Medieval and Renaissance Interiors is a brilliantly colourful book published by the British Library and is generously illustrated with many high quality manuscript images. Eva Oledzka, the author, takes us beyond what we usually see – the figures – to the room that the people are in, their surroundings, the furniture, walls, ceilings, windows, and the glimpses we sometimes get to rooms beyond.
The book is comprehensive in that it covers the context of architecture and interiors, doors, stairs and windows, floors, ceilings and walls, furniture, heating, lighting and hygiene, and displays of wealth. This calendar page for February, painted by the Limbourg brothers for Jean, Duc de Berry, shows a peasant’s cottage with a family warming themselves by the open fire.

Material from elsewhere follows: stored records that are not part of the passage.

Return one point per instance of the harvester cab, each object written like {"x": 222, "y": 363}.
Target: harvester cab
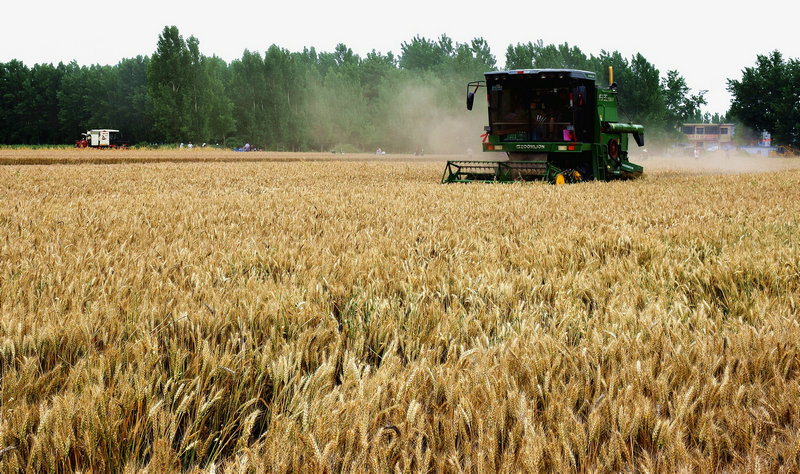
{"x": 555, "y": 125}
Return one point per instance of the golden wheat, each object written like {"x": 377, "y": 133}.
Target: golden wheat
{"x": 332, "y": 316}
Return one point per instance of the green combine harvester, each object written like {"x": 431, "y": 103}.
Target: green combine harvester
{"x": 555, "y": 125}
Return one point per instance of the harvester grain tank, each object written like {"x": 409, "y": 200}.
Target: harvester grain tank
{"x": 555, "y": 125}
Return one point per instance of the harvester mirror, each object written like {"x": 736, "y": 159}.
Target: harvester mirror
{"x": 471, "y": 92}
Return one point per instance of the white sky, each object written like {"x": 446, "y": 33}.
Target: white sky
{"x": 707, "y": 42}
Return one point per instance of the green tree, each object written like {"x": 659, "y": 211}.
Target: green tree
{"x": 767, "y": 98}
{"x": 681, "y": 106}
{"x": 170, "y": 79}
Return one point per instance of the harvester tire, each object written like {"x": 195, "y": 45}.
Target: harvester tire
{"x": 568, "y": 176}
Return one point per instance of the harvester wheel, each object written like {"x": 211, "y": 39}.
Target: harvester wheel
{"x": 569, "y": 176}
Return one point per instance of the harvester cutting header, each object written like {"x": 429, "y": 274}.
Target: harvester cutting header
{"x": 555, "y": 125}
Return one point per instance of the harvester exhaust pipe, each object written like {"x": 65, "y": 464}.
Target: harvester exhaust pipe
{"x": 471, "y": 94}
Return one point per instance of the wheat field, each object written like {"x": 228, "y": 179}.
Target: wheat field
{"x": 198, "y": 311}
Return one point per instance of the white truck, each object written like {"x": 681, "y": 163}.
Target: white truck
{"x": 101, "y": 138}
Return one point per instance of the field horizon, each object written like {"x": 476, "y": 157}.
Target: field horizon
{"x": 207, "y": 311}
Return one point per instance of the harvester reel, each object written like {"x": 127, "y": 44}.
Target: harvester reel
{"x": 569, "y": 176}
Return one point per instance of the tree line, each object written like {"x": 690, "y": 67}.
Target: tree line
{"x": 307, "y": 100}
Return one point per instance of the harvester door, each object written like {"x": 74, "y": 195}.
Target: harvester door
{"x": 579, "y": 106}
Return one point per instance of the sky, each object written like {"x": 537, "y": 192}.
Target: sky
{"x": 707, "y": 42}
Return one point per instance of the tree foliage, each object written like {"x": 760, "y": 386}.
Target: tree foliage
{"x": 767, "y": 98}
{"x": 307, "y": 100}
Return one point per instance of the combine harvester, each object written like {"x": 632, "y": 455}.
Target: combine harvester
{"x": 555, "y": 125}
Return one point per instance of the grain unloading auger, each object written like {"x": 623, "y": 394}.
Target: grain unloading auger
{"x": 555, "y": 125}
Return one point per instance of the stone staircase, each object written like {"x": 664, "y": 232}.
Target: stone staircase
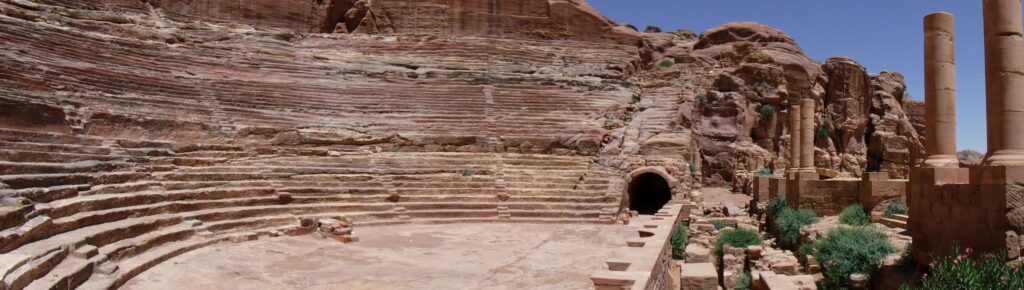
{"x": 896, "y": 221}
{"x": 94, "y": 212}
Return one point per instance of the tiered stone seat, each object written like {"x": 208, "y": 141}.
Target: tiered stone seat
{"x": 94, "y": 215}
{"x": 95, "y": 211}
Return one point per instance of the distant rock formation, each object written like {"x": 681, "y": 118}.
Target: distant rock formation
{"x": 970, "y": 158}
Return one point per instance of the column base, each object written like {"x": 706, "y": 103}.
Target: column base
{"x": 1007, "y": 157}
{"x": 942, "y": 161}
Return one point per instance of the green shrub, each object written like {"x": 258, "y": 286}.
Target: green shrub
{"x": 851, "y": 250}
{"x": 906, "y": 261}
{"x": 854, "y": 215}
{"x": 680, "y": 239}
{"x": 806, "y": 249}
{"x": 966, "y": 270}
{"x": 736, "y": 239}
{"x": 767, "y": 112}
{"x": 788, "y": 221}
{"x": 775, "y": 206}
{"x": 896, "y": 207}
{"x": 719, "y": 224}
{"x": 741, "y": 282}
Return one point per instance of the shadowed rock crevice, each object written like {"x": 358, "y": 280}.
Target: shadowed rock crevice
{"x": 648, "y": 193}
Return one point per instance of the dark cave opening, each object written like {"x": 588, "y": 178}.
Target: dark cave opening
{"x": 648, "y": 193}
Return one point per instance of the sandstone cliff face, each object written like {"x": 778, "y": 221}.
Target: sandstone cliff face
{"x": 758, "y": 71}
{"x": 532, "y": 76}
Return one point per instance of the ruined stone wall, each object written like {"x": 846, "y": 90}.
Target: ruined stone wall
{"x": 826, "y": 197}
{"x": 876, "y": 188}
{"x": 646, "y": 262}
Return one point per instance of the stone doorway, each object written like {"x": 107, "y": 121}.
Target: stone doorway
{"x": 648, "y": 193}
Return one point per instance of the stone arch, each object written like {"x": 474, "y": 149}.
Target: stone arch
{"x": 649, "y": 189}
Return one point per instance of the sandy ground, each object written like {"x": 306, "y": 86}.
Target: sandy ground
{"x": 409, "y": 256}
{"x": 721, "y": 197}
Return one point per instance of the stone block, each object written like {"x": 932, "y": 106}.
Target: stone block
{"x": 696, "y": 253}
{"x": 698, "y": 277}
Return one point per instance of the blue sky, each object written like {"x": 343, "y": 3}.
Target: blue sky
{"x": 882, "y": 35}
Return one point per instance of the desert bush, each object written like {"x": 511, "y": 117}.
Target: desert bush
{"x": 788, "y": 221}
{"x": 805, "y": 250}
{"x": 854, "y": 215}
{"x": 850, "y": 250}
{"x": 736, "y": 239}
{"x": 680, "y": 238}
{"x": 775, "y": 206}
{"x": 896, "y": 207}
{"x": 767, "y": 112}
{"x": 967, "y": 270}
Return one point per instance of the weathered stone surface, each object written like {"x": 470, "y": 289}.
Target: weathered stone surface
{"x": 698, "y": 277}
{"x": 271, "y": 118}
{"x": 696, "y": 253}
{"x": 762, "y": 67}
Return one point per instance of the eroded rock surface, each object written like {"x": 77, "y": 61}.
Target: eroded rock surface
{"x": 143, "y": 129}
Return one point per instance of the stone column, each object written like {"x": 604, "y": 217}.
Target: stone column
{"x": 795, "y": 139}
{"x": 940, "y": 91}
{"x": 1005, "y": 82}
{"x": 807, "y": 135}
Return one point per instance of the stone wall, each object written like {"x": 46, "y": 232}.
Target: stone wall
{"x": 776, "y": 187}
{"x": 977, "y": 208}
{"x": 829, "y": 197}
{"x": 760, "y": 189}
{"x": 645, "y": 261}
{"x": 876, "y": 188}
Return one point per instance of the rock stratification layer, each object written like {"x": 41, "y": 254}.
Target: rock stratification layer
{"x": 132, "y": 131}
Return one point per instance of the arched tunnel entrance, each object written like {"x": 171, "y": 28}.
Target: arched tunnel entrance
{"x": 648, "y": 193}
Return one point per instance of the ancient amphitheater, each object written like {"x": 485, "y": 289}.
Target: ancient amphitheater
{"x": 453, "y": 145}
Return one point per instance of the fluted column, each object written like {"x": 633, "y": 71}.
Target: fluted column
{"x": 1005, "y": 82}
{"x": 807, "y": 135}
{"x": 940, "y": 91}
{"x": 795, "y": 139}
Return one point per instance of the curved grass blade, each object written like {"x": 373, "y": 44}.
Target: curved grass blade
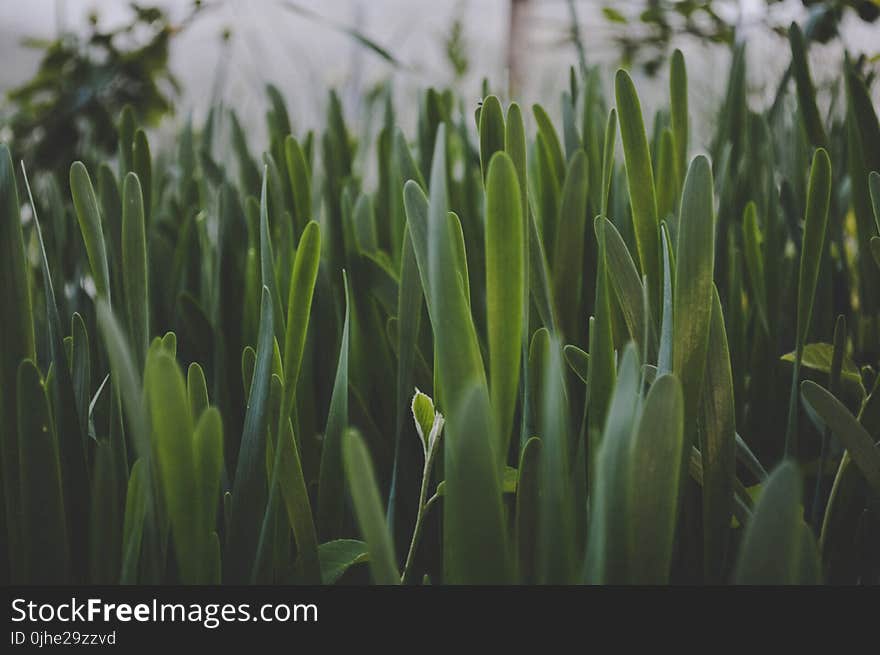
{"x": 851, "y": 433}
{"x": 815, "y": 223}
{"x": 640, "y": 179}
{"x": 134, "y": 267}
{"x": 249, "y": 487}
{"x": 340, "y": 555}
{"x": 331, "y": 488}
{"x": 568, "y": 252}
{"x": 45, "y": 557}
{"x": 717, "y": 438}
{"x": 89, "y": 217}
{"x": 368, "y": 509}
{"x": 655, "y": 474}
{"x": 505, "y": 279}
{"x": 773, "y": 545}
{"x": 692, "y": 294}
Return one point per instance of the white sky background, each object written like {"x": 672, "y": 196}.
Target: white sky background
{"x": 270, "y": 44}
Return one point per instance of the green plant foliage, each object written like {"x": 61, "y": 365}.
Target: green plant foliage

The author notes the rod attached to the wall to hang clothes and the mattress or bed in the background, probably for the whole family. This is the earliest depiction of a snowy landscape in the history of art.
One of my favourite manuscripts is the Sforza Hours, particularly the pages painted by the court painter Giovan Pietra Birago; the book was made for Bona Savoy, Duchess of Milan. In this miniature the author notes not only the paintings on the wall – spalliera – typically Italian – showing St Peter and St John looking for the house where the Passover is going to be celebrated, but also the plate on the table and the glass tumblers being filled with wine by the two boys in the foreground.
The scribe Mark is shown here with his lion very conveniently peeping over the scribe’s sloping board with a pen case and inkwell in his mouth (as lions are known to do!). However it is the washing facilities in the foreground that are noted. There is a wash stand on a beautifully carved pedestal, a jug of water above it, and tucked into this, a towel. How often when I have inky fingers would I appreciate such a convenient way of washing my hands!
And here is King Henry VIII praying in his bedroom, with a painting of a very elaborately carved four poster bed draped with ultramarine blue cloth decorated with gold – how fitting for a king! Notice too the patterned colourful tiles on the floor, and the view through the open door to a garden and buildings beyond.
This book is a treasure-trove of image and information – sumptuously illustrated with a readable and informative text. If you enjoy manuscripts and want to know how people lived, you will love this!